Matt Rowan lives in Chicago, IL. In his non-teaching time he writes stories and edits Untoward Magazine with the lovely Ashley Collier. He has published one story collection, Why God Why (Love Symbol Press, July 2013), and his work can also be found in Artifice, Big Lucks, Another Chicago Magazine and PANK, among others. More at

“One aspect of everyday life that I consider art is watching any narrative unfold. I don’t care if it’s a horrible TV drama or a hilariously bad action movie. They’re always worthy of a closer look. I love to look at them more closely.”

Candie Sanderson

Candie Sanderson spent most of her life walking on her tiptoes in the French countryside, eating truffles. She recently moved to the United States and started writing in English. Candie is an MFA candidate at the University of Montana, where she writes flash fiction and lyric essays, teaches composition, and is a fiction editor for CutBank. Her writing has appeared in BlazeVOX, Two Serious Ladies, and CLAM. True to her French upbringing, she considers cooking and gathering to eat to be an art.

Philip Schaefer

Philip’s writing has swelled in Nashville rain, Chicago dumpsters, and Missoula rock gardens. It’s out or forthcoming in Fourteen Hills, RHINO, The Chariton Review, Green Hills Literary Lantern, Litconic, and elsewhere. A current MFA candidate at the University of Montana, he wants to see a bear more than anyone alive, and is haunted by these waters. His favorite place to drink coffee is on the thinking rock in his backyard, barefoot.

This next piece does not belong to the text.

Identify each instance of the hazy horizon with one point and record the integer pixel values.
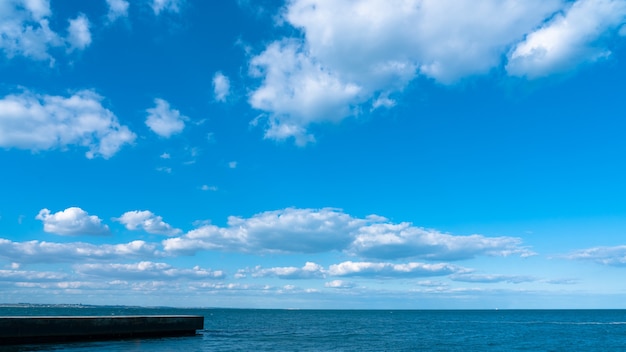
(366, 154)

“Bourbon. Sweet vermouth. 2 dashes of bitters. Everyday art.”

Chris Garrecht-Williams

Chris Garrecht-Williams isn’t too sure where he lives, but is fortunate to be in Paris at the moment. He has a couple of poems coming out in Spinning Jenny soon.

“At present I think the clay chimneys on the roof across from my bedroom window are perfect. I could look at them all day, and often do. Growing up I loved the wooden water towers of Manhattan. So I guess I’ll say roofs and the views from them are an aspect of the everyday that I consider to be art.”